2-3-4 Trees
Our next self-balancing tree is called a 2-3-4 tree (or a B-tree of order 4), so called because nodes can have anywhere from two to four children. A 2-3-4 tree is balanced when:
- All leaves have equal depth.
- If a node has ANY children, it has ALL possible children.
Nodes in a 2-3-4 tree can contain multiple pieces of data, but the rules stay similar to a binary search tree; things to the right are bigger than things to the left. The nodes look like this:
In the above image, in the 2-node, the red subtree consists of data smaller than 5, and the purple data consists of data larger than 5. In the 3-node, red data is smaller than 3, blue is between 3 and 7, and purple is larger than 7. In the 4-node, red is smaller than 3, yellow is between 3 and 5, blue is between 5 and 7, and purple is larger than 7.
Adding to a 2-3-4 Tree
The algorithm for insertion is pretty simple. First, navigate to the appropriate leaf. Does the leaf have room for another datum? If yes, add it. In the following image, we add 24 (the squares are null pointers).

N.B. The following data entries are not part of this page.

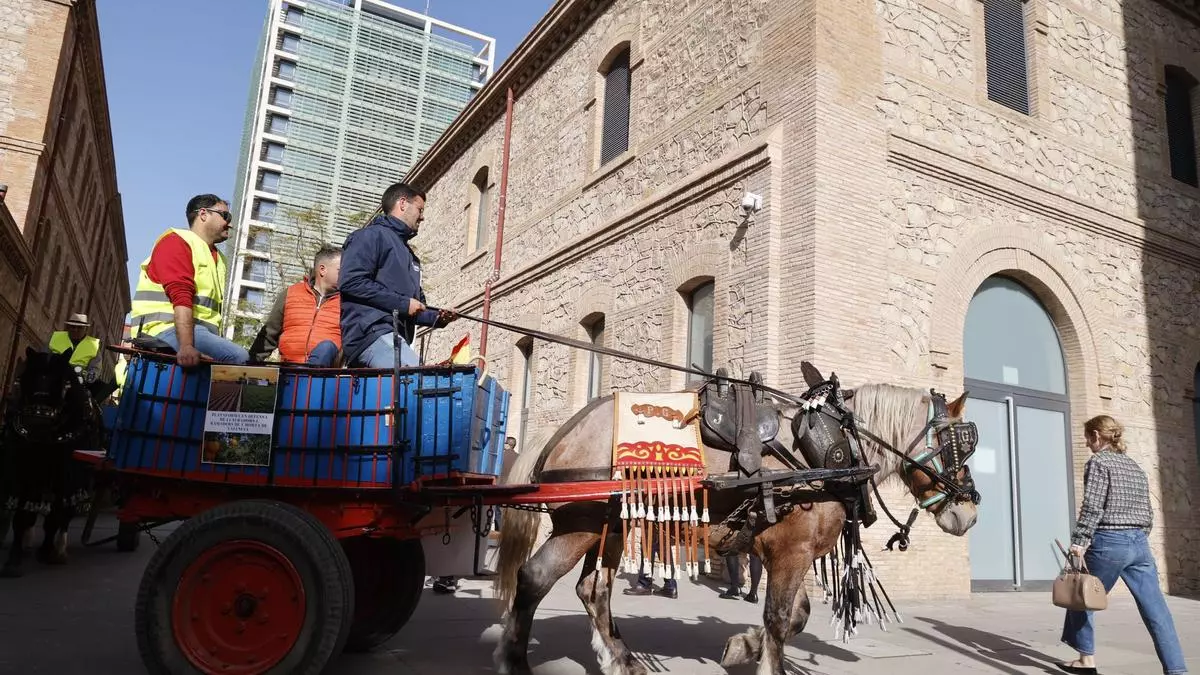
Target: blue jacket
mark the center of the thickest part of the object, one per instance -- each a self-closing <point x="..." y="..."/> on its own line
<point x="379" y="274"/>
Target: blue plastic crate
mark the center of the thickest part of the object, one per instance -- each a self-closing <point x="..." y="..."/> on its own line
<point x="331" y="428"/>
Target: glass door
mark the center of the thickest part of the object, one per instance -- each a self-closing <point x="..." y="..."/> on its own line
<point x="1021" y="469"/>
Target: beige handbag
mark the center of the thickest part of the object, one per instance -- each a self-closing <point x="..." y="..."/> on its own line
<point x="1077" y="589"/>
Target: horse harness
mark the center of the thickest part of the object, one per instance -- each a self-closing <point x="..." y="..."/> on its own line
<point x="827" y="436"/>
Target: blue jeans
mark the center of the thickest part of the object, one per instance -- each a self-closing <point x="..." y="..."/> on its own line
<point x="210" y="345"/>
<point x="1125" y="554"/>
<point x="382" y="353"/>
<point x="323" y="354"/>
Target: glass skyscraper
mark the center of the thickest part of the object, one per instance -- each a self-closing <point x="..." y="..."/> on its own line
<point x="346" y="96"/>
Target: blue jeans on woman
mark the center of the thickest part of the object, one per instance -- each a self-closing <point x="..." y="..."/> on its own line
<point x="1125" y="554"/>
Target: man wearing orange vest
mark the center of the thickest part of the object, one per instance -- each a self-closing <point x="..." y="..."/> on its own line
<point x="305" y="321"/>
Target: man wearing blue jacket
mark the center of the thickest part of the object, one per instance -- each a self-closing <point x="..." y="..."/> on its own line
<point x="379" y="274"/>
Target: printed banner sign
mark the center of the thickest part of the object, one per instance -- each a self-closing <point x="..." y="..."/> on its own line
<point x="651" y="431"/>
<point x="240" y="416"/>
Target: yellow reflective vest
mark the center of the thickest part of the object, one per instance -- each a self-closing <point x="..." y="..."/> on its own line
<point x="123" y="365"/>
<point x="82" y="353"/>
<point x="151" y="311"/>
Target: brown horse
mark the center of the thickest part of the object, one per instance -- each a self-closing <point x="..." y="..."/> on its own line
<point x="893" y="414"/>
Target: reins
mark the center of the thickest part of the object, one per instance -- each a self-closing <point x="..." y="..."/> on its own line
<point x="621" y="354"/>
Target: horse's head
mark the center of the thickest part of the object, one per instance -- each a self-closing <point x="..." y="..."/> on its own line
<point x="922" y="438"/>
<point x="939" y="476"/>
<point x="45" y="387"/>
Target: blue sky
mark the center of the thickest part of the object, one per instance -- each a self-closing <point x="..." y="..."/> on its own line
<point x="178" y="77"/>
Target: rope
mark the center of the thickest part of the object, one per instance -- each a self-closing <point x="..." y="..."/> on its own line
<point x="627" y="356"/>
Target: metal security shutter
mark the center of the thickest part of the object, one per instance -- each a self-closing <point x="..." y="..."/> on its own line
<point x="1007" y="70"/>
<point x="1181" y="125"/>
<point x="615" y="135"/>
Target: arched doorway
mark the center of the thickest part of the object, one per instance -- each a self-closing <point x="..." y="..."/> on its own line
<point x="1018" y="381"/>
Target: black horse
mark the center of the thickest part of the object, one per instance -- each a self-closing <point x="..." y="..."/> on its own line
<point x="51" y="413"/>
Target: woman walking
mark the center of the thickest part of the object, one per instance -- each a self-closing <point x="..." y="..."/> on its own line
<point x="1114" y="521"/>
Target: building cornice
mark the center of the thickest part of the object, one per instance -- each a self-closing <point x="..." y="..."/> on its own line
<point x="553" y="34"/>
<point x="12" y="244"/>
<point x="1187" y="9"/>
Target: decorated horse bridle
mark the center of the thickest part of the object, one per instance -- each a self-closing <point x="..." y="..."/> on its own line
<point x="949" y="443"/>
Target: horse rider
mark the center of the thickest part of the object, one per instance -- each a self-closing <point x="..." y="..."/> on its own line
<point x="381" y="274"/>
<point x="305" y="321"/>
<point x="180" y="288"/>
<point x="73" y="340"/>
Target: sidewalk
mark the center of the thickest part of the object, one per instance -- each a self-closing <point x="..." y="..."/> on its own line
<point x="78" y="620"/>
<point x="1007" y="633"/>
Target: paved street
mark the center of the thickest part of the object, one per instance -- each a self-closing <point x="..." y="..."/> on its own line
<point x="79" y="621"/>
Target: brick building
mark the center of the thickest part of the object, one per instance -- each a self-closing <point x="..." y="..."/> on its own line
<point x="997" y="196"/>
<point x="61" y="230"/>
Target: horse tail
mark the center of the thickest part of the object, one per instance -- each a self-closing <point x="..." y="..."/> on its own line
<point x="519" y="530"/>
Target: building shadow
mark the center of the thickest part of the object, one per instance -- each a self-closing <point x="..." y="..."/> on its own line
<point x="567" y="638"/>
<point x="1158" y="59"/>
<point x="1000" y="652"/>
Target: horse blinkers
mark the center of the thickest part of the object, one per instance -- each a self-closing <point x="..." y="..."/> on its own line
<point x="954" y="442"/>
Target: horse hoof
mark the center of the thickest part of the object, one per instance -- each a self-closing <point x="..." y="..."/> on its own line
<point x="738" y="651"/>
<point x="51" y="557"/>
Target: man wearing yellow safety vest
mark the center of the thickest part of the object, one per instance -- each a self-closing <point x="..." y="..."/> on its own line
<point x="181" y="287"/>
<point x="75" y="341"/>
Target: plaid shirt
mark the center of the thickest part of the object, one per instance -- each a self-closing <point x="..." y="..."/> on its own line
<point x="1116" y="496"/>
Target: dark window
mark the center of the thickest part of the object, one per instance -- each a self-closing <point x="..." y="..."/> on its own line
<point x="273" y="151"/>
<point x="701" y="312"/>
<point x="289" y="43"/>
<point x="252" y="297"/>
<point x="293" y="16"/>
<point x="526" y="387"/>
<point x="255" y="269"/>
<point x="1008" y="82"/>
<point x="481" y="207"/>
<point x="264" y="210"/>
<point x="1181" y="124"/>
<point x="269" y="181"/>
<point x="615" y="132"/>
<point x="595" y="365"/>
<point x="281" y="97"/>
<point x="277" y="125"/>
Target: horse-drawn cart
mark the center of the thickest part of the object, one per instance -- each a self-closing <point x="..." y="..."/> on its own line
<point x="315" y="502"/>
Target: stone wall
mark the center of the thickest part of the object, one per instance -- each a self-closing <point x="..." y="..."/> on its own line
<point x="892" y="189"/>
<point x="57" y="159"/>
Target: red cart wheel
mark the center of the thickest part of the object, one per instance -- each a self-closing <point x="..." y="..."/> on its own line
<point x="246" y="589"/>
<point x="239" y="608"/>
<point x="389" y="579"/>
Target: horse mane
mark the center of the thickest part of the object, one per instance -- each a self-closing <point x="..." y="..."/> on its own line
<point x="889" y="412"/>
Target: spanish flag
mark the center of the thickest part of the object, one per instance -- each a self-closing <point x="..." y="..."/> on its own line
<point x="461" y="352"/>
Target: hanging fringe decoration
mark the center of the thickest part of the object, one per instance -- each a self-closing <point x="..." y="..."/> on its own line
<point x="856" y="592"/>
<point x="659" y="461"/>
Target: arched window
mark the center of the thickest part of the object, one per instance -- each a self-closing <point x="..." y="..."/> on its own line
<point x="527" y="374"/>
<point x="1017" y="375"/>
<point x="481" y="207"/>
<point x="617" y="88"/>
<point x="594" y="327"/>
<point x="1195" y="406"/>
<point x="701" y="312"/>
<point x="1181" y="124"/>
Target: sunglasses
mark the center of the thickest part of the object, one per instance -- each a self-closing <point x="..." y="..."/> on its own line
<point x="226" y="215"/>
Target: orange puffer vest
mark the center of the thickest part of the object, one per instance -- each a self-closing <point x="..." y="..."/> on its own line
<point x="306" y="323"/>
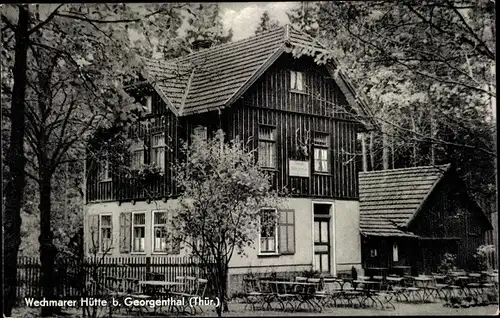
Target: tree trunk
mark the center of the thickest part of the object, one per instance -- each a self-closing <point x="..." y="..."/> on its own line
<point x="363" y="152"/>
<point x="15" y="162"/>
<point x="385" y="151"/>
<point x="372" y="152"/>
<point x="385" y="147"/>
<point x="433" y="136"/>
<point x="414" y="136"/>
<point x="47" y="248"/>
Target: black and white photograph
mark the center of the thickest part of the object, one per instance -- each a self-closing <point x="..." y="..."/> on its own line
<point x="243" y="159"/>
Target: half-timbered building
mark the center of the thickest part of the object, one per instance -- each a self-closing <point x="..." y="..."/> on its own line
<point x="301" y="116"/>
<point x="412" y="217"/>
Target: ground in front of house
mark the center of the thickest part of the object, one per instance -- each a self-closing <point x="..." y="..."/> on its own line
<point x="237" y="309"/>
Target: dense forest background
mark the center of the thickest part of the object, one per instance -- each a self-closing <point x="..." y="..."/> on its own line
<point x="427" y="69"/>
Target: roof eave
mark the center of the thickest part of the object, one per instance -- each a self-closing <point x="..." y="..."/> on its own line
<point x="354" y="99"/>
<point x="427" y="196"/>
<point x="256" y="75"/>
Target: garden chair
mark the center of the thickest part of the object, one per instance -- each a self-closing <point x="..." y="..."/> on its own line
<point x="349" y="294"/>
<point x="333" y="288"/>
<point x="252" y="293"/>
<point x="283" y="296"/>
<point x="385" y="295"/>
<point x="410" y="291"/>
<point x="319" y="295"/>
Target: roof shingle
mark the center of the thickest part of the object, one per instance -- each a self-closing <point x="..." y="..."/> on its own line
<point x="390" y="198"/>
<point x="212" y="78"/>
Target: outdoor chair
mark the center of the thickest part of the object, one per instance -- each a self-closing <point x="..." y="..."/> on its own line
<point x="284" y="297"/>
<point x="473" y="287"/>
<point x="155" y="276"/>
<point x="410" y="291"/>
<point x="252" y="293"/>
<point x="194" y="287"/>
<point x="333" y="289"/>
<point x="319" y="294"/>
<point x="349" y="294"/>
<point x="385" y="295"/>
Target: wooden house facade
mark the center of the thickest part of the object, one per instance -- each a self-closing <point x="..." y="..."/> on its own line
<point x="412" y="217"/>
<point x="301" y="117"/>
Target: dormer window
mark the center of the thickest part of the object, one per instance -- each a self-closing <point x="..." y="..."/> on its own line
<point x="201" y="132"/>
<point x="148" y="104"/>
<point x="137" y="154"/>
<point x="296" y="81"/>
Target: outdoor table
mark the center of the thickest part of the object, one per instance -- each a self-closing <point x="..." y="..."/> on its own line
<point x="301" y="291"/>
<point x="379" y="271"/>
<point x="425" y="283"/>
<point x="402" y="270"/>
<point x="368" y="292"/>
<point x="156" y="285"/>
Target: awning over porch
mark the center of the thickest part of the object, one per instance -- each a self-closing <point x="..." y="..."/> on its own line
<point x="390" y="199"/>
<point x="381" y="227"/>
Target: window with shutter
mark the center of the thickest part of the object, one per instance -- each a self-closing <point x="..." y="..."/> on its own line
<point x="125" y="231"/>
<point x="136" y="154"/>
<point x="268" y="232"/>
<point x="93" y="231"/>
<point x="105" y="233"/>
<point x="138" y="231"/>
<point x="286" y="234"/>
<point x="158" y="150"/>
<point x="296" y="81"/>
<point x="267" y="146"/>
<point x="321" y="152"/>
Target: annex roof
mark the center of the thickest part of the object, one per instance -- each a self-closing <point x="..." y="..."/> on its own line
<point x="216" y="77"/>
<point x="389" y="199"/>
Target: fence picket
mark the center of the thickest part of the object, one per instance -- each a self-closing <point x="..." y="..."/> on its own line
<point x="70" y="276"/>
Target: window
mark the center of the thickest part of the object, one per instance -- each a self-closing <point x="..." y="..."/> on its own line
<point x="268" y="231"/>
<point x="200" y="131"/>
<point x="395" y="253"/>
<point x="161" y="242"/>
<point x="148" y="104"/>
<point x="105" y="233"/>
<point x="138" y="231"/>
<point x="296" y="81"/>
<point x="158" y="151"/>
<point x="286" y="234"/>
<point x="267" y="147"/>
<point x="137" y="154"/>
<point x="104" y="169"/>
<point x="321" y="150"/>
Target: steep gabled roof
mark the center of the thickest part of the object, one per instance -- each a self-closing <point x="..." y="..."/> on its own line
<point x="216" y="77"/>
<point x="389" y="199"/>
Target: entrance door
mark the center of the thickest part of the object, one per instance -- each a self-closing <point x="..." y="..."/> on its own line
<point x="322" y="244"/>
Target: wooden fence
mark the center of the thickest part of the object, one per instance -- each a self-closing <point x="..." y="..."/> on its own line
<point x="72" y="276"/>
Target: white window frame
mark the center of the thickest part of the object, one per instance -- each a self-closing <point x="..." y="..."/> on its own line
<point x="395" y="252"/>
<point x="155" y="148"/>
<point x="297" y="81"/>
<point x="101" y="227"/>
<point x="104" y="171"/>
<point x="201" y="131"/>
<point x="323" y="149"/>
<point x="272" y="142"/>
<point x="137" y="146"/>
<point x="276" y="247"/>
<point x="153" y="236"/>
<point x="148" y="104"/>
<point x="133" y="249"/>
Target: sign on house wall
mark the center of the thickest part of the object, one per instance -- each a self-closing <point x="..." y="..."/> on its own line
<point x="298" y="168"/>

But what do we do if there isn't room? Promote one of the elements to the level above, and split the node:
What if we promote, but there's no room above? Promote from there:
So how long does an insert take? Well, in the best case, we go all the way down to a leaf, find that there is room, and add it. That's O(log n). In the worst case, we do that log(n) work, and discover there isn't room. So, we have to do a promotion. The maximum number of promotions we'll need to do is log(n). So, the big-O of an insert with a 2-3-4 tree is O(log n).
Implementation
So how do we implement this? Well... you don't. There's another balanced tree called a Red-Black Tree which is used for this (red-black trees are also well explained in your textbook). Every 2-3-4 tree has an associated Red-Black tree, and there are some easily implemented rules to cause the Red-Black tree to mimic the behavior of a 2-3-4 tree (in the linked-to Wikipedia article, check out the section called "Analogy to B-trees of order 4").
The fact that 2-3-4 trees are difficult to implement in your particular language of choice in no way delegitimizes 2-3-4 trees as a data structure.
If you're implementing your own balanced tree, you might well choose to make it a Red-Black tree, as they're really, really easy to implement. However, you don't have to know anything about them for this course.
Comparison to AVL Tree
The tallest 2-3-4 tree is made entirely of 2-nodes, making it a complete binary tree. This should make it clear that it's of logarithmic height, comparable to AVL trees. But, which is better?
As is often the case, the answer is "it depends." 2-3-4 trees have balanced height, but can have extremely unbalanced weight. This makes inserts easier; there is less restructuring to do on your average insert. However, it also makes get() take longer, since your tree is taller. So: faster at insert(), slower at get().